Almost everyone is well aware of the heart-healthy benefits of soy for the heart. Researchers from the University of Toronto with the help of a number of clinical trials from the last two decades supports that soy has the potential to show the consistent lowering effect of cholesterol.
The study asks the U.S. Food and Drug Administration to consider again the health claim made for soy and its beneficial impact on heart disease.
David Jenkins, lecturer of nutritional sciences and of medicine at the University of Toronto says in an interview that since the claim for soy as a reducer of cholesterol has been raised in 1999, it is still in question. And no data has been changed.
The findings of the research paper “Cumulative Meta‐Analysis of the Soy Effect Over Time” appear in the journal American Heart Association.
The two main contributors of the heart diseases
Low-density lipoprotein and cholesterol are the main two contributing factors for heart disease. Researchers previously showed how soy helps in protecting the heart by reducing both to a great extent. Same results were observed in all the 46 trails in 2017 except the recent one which shows slight variations.
John Sievenpiper, coauthor of the study, lecturer of nutritional sciences at the University of Toronto and a clinical researcher explains how small cohort studies together produce more precise results and larger effect. Researchers observed it in the fish oil but nothing has changed regarding this.
Researchers performed a cumulative meta-analysis in which they compared all the trials altogether. They also compared the trials individually with the data of the new trials. It is expected that FDA will soon (in summer) take a decision over this health claim of soy. They will either abjure the health claim or will continue it.
Jenkin is a scientist in the Joannah & Brian Lawson Centre for Child Nutrition at the University of Toronto and a clinician-scientist at St. Michael’s Hospital. He says that the analysis of the data strongly supports the FDA heart health claim of soy.
He also explains that it is important to note the percentage reduction in cholesterol which was five percent. And gets much stronger when combined with other plant-based foods in a portfolio.
Jenkin with his team members in the 1980s made a glycemic index showing the content of sugar in various foods. Recently he with his team came up with a dietary portfolio which can decrease the risk for heart diseases by approximately 30%. This dietary portfolio includes nuts, plant sterols, plant-based protein, and viscous fiber.

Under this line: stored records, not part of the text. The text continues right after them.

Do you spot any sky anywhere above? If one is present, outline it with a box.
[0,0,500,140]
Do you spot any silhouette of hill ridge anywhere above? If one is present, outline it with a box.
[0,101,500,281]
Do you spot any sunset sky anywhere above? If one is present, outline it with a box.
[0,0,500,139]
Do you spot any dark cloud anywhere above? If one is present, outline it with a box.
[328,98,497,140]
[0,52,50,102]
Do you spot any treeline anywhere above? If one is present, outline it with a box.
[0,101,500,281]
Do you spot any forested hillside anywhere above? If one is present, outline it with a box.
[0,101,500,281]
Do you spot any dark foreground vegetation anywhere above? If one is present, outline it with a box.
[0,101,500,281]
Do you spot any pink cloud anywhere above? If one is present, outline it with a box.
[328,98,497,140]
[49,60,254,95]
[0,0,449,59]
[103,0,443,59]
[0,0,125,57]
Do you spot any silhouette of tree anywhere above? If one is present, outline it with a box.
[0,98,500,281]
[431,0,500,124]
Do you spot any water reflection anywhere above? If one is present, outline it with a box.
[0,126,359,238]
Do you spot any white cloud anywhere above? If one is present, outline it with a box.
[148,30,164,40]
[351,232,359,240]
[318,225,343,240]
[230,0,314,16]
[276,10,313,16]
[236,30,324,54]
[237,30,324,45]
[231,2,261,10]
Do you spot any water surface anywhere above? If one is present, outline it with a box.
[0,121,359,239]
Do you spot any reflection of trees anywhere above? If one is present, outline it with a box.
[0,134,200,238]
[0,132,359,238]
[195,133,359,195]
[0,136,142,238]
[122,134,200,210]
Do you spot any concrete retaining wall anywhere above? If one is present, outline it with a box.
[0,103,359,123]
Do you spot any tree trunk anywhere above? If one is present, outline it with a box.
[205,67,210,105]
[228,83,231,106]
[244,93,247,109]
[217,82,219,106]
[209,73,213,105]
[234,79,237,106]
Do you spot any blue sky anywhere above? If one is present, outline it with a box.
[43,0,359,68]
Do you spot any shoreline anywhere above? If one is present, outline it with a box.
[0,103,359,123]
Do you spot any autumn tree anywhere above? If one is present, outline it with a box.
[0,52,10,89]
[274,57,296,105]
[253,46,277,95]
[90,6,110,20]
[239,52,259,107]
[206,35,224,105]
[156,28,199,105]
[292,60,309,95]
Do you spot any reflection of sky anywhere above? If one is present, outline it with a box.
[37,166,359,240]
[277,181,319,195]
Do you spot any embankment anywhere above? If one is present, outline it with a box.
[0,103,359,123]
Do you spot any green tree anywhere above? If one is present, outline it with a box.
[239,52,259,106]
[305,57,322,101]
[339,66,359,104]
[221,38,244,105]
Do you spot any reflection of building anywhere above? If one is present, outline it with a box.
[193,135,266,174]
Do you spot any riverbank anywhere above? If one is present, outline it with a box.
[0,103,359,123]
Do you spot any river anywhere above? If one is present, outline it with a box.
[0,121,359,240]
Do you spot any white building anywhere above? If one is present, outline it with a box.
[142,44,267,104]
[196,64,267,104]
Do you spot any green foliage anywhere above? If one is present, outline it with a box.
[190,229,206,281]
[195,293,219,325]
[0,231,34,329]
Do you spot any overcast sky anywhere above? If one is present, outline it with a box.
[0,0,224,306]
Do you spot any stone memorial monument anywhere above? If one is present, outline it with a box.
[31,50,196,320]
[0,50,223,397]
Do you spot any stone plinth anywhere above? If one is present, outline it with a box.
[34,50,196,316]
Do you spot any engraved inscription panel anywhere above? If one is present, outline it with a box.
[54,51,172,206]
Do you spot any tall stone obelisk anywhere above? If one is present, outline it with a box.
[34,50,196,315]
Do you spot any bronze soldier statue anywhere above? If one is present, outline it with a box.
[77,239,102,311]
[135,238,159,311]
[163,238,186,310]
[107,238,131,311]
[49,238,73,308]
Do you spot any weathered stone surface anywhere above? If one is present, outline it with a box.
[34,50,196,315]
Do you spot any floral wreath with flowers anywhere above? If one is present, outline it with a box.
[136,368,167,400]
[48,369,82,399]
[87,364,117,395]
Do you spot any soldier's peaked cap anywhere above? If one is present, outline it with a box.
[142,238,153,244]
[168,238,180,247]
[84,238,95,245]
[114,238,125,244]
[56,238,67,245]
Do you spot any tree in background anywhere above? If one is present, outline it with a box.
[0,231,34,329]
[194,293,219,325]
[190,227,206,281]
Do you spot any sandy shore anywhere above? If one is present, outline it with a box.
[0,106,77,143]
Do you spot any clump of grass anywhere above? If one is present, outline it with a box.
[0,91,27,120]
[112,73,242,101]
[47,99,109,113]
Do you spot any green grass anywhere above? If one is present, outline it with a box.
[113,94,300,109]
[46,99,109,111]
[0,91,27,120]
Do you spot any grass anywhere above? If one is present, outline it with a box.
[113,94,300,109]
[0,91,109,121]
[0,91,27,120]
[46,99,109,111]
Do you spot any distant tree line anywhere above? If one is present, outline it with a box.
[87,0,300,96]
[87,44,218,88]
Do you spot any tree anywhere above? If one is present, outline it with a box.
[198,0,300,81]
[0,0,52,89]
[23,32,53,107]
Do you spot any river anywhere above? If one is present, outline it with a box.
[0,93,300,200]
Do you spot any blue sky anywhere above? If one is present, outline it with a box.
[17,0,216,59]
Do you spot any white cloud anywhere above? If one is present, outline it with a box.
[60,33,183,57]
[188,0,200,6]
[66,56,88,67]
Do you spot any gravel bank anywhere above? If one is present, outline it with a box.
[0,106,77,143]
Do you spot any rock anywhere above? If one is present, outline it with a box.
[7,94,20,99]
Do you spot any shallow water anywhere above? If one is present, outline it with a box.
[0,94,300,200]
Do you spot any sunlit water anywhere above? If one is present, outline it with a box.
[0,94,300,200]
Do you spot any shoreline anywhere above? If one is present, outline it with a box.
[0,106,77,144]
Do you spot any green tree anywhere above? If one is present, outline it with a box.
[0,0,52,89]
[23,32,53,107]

What does FDA have to say about this?
This dietary portfolio has been accepted by Heart UK and the European Atherosclerosis Society. While FDA is focusing on health claims made for other plant foods mentioned in the portfolio.
Jenkins says it is sad to see that the FDA has only focused on soy leaving behind other foods in the portfolio. He says that if one thing is disturbed in the portfolio, then other plant-based foods are there to support it especially when it is concerning health and environment.
Currently, government, several non-profit and funding institutions are supporting the cause of Professor Jenkins and Sievenpiper. These institutions also include the ones who promote soy and plant-based foods in the diet.
Read also- Is Soy Sauce Bad for Your Health?
Jenkins further asks for support from the public. He says that people are moving to an age of plants based diet and it would be disturbing to see this shift. Plant-based food producers, industries and retailers should get the necessary help they deserve to sell their items.